Reyna sampai di Kafetaria tepat jam 7, sampai di sana bukannya membalas sapaan ramah dari Ana malah nyelonong masuk membuat Ana sedikit bingung tapi tidak terlalu mempermasalahkannya karena dia fikir mungkin Reyna tidak melihatnya saat itu. Reyna seperti ini bukan tanpa alasan, dia tengah buru-buru mencari Lia, iya Lia. Perempuan itu tidak kelihatan sama sekali padahal biasanya dia akan stay di depan mengelap meja sebelum para pelanggan menyerbu meja kosong. Reyna coba cari ke belakang tempat cuci piring tapi tetap tidak ada, sampai dia tidak sengaja bertemu dengan Andi sang Manajer, mereka berdua berpapasan saat Andi kebetulan keluar dari ruangannya dan Reyna kembali dari belakang.
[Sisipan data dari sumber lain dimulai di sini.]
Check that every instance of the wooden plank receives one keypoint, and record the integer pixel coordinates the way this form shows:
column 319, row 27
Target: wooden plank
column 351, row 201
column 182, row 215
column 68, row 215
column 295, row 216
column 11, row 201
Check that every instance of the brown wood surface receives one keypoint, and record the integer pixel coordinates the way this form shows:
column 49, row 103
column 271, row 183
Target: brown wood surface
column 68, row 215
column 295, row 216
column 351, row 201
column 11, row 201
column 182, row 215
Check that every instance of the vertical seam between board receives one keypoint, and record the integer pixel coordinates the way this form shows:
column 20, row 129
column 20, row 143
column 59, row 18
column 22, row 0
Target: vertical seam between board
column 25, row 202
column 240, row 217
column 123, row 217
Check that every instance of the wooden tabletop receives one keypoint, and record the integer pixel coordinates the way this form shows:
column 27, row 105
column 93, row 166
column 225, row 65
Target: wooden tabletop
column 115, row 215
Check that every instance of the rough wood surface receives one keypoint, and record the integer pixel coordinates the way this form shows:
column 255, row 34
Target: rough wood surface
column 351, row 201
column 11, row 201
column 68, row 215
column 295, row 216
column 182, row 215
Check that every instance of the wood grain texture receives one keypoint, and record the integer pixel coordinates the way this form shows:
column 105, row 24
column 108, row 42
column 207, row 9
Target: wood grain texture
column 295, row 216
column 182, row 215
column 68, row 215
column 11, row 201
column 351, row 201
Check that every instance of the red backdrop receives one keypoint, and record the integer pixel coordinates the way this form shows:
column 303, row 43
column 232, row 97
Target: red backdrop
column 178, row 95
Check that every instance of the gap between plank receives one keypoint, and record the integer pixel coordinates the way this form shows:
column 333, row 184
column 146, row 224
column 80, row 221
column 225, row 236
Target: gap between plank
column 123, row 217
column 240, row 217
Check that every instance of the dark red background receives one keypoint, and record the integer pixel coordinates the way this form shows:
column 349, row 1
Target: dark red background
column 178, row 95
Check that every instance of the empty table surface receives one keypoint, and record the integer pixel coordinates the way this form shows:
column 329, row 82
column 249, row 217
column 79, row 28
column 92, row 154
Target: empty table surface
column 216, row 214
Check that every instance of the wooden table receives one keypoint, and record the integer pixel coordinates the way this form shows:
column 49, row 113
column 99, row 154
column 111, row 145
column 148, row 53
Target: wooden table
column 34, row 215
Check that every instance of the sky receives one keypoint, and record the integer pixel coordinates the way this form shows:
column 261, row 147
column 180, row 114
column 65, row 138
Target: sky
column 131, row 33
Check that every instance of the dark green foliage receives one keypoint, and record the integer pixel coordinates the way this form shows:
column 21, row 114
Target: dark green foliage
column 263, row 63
Terjadi kontak mata selama 15 detik, Andi yang memutus kontak itu terlebih dulu lalu melenggang pergi, Reyna langsung merasa aneh melihat lelaki yang notabennya adalah atasannya itu.
Karena tidak menemukan Lia di mana pun, Reyna memutuskan untuk bertanya pada Ana, semoga saja Ana mengetahui nya agar dia bisa berfikir dengan jernih dan hatinya menjadi sedikit tenang. Lia memang bukan saudara ataupun sahabat Reyna, tapi entah kenapa saat melihat Lia timbul rasa ingin melindungi perempuan itu seperti ada perasaan jika Lia dalam bahaya dan harus dilindungi, apalagi setelah kejadian kemarin semakin menguatkan tekad Reyna.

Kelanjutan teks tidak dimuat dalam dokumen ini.